Sarah Coles, senior personal finance analyst, Hargreaves Lansdown said: “Domestic abuse doesn’t always involve the kind of drama we’ve come to expect from soap opera storylines. Sometimes it’s a slow and steady escalation of behaviour that makes it difficult to spot, both when you’re in a relationship, and when you’re looking out for your friends and family. Financial abuse can be eating away at someone’s mental and financial resilience, without anyone realising what’s going on, so we all need to know the signs.”
Five signs of financial abuse
There are several signs to watch out for if you think you might be a victim of financial abuse, or you might know someone who is.

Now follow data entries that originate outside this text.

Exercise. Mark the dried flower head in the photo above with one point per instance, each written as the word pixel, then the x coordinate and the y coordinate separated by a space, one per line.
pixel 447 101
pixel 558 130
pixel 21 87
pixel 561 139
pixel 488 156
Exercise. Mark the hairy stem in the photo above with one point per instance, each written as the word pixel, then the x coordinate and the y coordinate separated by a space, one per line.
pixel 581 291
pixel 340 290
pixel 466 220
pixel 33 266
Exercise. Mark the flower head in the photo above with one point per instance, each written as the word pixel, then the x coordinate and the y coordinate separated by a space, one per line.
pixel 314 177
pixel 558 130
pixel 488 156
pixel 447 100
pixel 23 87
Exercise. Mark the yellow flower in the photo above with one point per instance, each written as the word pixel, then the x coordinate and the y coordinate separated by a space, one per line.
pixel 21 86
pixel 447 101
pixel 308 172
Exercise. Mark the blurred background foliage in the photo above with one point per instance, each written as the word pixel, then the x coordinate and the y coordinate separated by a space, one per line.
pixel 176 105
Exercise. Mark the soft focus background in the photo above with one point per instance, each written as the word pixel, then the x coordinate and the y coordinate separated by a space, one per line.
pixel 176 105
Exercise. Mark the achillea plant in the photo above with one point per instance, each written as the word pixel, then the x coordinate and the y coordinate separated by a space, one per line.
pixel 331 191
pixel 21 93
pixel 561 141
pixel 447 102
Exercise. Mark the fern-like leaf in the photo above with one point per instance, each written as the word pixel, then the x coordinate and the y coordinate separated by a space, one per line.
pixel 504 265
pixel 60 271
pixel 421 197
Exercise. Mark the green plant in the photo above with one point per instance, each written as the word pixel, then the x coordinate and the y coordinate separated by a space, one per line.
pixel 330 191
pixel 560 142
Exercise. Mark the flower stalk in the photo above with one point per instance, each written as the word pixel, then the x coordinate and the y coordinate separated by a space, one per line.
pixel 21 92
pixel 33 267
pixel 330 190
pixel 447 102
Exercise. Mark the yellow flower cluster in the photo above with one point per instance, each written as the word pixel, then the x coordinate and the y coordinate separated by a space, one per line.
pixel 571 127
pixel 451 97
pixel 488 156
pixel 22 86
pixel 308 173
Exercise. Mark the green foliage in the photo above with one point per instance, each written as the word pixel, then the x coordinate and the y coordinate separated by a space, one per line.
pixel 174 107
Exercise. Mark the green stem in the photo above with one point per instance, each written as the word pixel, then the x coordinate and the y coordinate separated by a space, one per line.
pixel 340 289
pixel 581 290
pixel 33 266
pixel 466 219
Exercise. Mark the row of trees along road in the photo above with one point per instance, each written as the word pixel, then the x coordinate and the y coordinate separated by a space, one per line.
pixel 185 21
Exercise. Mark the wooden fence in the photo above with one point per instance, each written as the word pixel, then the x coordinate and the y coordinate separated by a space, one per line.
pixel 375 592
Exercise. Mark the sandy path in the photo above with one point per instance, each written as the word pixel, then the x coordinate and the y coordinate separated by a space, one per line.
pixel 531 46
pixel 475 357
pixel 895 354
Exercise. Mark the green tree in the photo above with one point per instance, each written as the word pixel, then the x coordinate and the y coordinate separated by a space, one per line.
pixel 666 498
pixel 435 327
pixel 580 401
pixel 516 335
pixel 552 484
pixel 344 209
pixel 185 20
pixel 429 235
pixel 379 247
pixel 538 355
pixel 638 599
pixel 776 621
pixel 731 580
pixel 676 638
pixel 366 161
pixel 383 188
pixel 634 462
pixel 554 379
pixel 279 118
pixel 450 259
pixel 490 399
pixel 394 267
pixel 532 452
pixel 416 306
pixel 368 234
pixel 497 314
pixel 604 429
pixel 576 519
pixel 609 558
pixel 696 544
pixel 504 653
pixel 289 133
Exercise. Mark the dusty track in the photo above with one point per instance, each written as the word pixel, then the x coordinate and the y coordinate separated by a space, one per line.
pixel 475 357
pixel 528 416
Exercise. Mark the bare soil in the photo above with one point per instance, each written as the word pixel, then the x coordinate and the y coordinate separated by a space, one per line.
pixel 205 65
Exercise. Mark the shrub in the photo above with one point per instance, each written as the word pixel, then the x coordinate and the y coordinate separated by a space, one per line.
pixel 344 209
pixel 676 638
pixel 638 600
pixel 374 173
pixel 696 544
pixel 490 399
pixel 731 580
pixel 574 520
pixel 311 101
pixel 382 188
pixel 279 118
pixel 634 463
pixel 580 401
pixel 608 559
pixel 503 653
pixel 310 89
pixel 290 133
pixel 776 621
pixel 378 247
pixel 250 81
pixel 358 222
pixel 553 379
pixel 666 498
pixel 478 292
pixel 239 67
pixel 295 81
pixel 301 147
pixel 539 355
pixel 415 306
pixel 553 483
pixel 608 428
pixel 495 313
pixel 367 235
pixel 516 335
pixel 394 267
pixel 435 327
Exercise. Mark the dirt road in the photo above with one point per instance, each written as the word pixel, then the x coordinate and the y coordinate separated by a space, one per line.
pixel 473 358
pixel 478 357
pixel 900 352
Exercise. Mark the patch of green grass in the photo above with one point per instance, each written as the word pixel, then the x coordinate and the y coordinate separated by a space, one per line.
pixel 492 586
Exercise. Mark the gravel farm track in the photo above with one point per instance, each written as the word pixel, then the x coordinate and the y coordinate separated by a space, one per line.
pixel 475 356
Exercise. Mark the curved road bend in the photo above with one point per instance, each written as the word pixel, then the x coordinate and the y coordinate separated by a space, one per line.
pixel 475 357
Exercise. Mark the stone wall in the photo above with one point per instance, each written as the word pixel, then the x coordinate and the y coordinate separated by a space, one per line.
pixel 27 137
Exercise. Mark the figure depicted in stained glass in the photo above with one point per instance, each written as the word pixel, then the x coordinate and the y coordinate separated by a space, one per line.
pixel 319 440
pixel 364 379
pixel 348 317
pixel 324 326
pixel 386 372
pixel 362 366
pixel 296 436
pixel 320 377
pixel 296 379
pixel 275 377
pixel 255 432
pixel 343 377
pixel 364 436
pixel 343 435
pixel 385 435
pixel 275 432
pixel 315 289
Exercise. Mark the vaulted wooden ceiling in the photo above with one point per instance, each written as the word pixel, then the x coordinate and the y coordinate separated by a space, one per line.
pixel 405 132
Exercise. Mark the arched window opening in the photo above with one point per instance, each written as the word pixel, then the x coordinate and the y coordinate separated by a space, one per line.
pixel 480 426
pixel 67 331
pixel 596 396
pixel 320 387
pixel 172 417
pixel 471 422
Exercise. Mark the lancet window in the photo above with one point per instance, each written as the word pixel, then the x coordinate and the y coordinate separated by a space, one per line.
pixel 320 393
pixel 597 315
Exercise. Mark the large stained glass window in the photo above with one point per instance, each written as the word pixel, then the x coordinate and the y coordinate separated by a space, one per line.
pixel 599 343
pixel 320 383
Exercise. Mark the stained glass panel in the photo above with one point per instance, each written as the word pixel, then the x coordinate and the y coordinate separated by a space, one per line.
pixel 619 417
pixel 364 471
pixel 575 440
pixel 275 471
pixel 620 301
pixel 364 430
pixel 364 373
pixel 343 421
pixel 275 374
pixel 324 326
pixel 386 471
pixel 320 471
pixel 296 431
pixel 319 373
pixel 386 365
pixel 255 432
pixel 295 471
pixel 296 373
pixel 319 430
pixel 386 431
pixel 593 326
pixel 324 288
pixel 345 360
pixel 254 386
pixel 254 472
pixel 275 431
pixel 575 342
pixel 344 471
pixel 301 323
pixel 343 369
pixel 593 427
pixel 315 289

1) Your partner or someone else close to you wants to take control of your bank account and manage your money on your behalf
2) You have to ask for money to cover household expenses
3) You don’t know what is going on financially, because your abuser withholds information about money matters
4) You are forced to hand over your salary or any benefits you receive
5) You’re given a strict spending budget which you have had no say in
Of course, there are plenty of other ways you might end up being financially controlled and abused, but if someone else has taken charge of your money without your input, this is a clear indicator that something is wrong.
Where to go for help
If you are being financially controlled by someone or are subject to coercive behaviour, seek help.
Financial abuse can often lead to other types of abuse, so if you are in immediate danger all the police on 999. If you are not in immediate danger but are worried about about your safety, you can call the National Domestic Abuse Helpline on 0808 2000 247. This is a confidential, 24-hour service run by Refuge.
For financial support if you’re a victim of economic abuse, you can contact the Financial Support Line on 0808 1968845 (Monday to Thursday, 9am-1pm and 2pm-5pm). The Line is run in partnership between Surviving Economic Abuse (SEA) and Money Advice Plus and calls are free of charge.
The Surviving Economic Abuse website has lots of useful information on what to do if you need help, or if you’re supporting someone who’s a victim of financial abuse.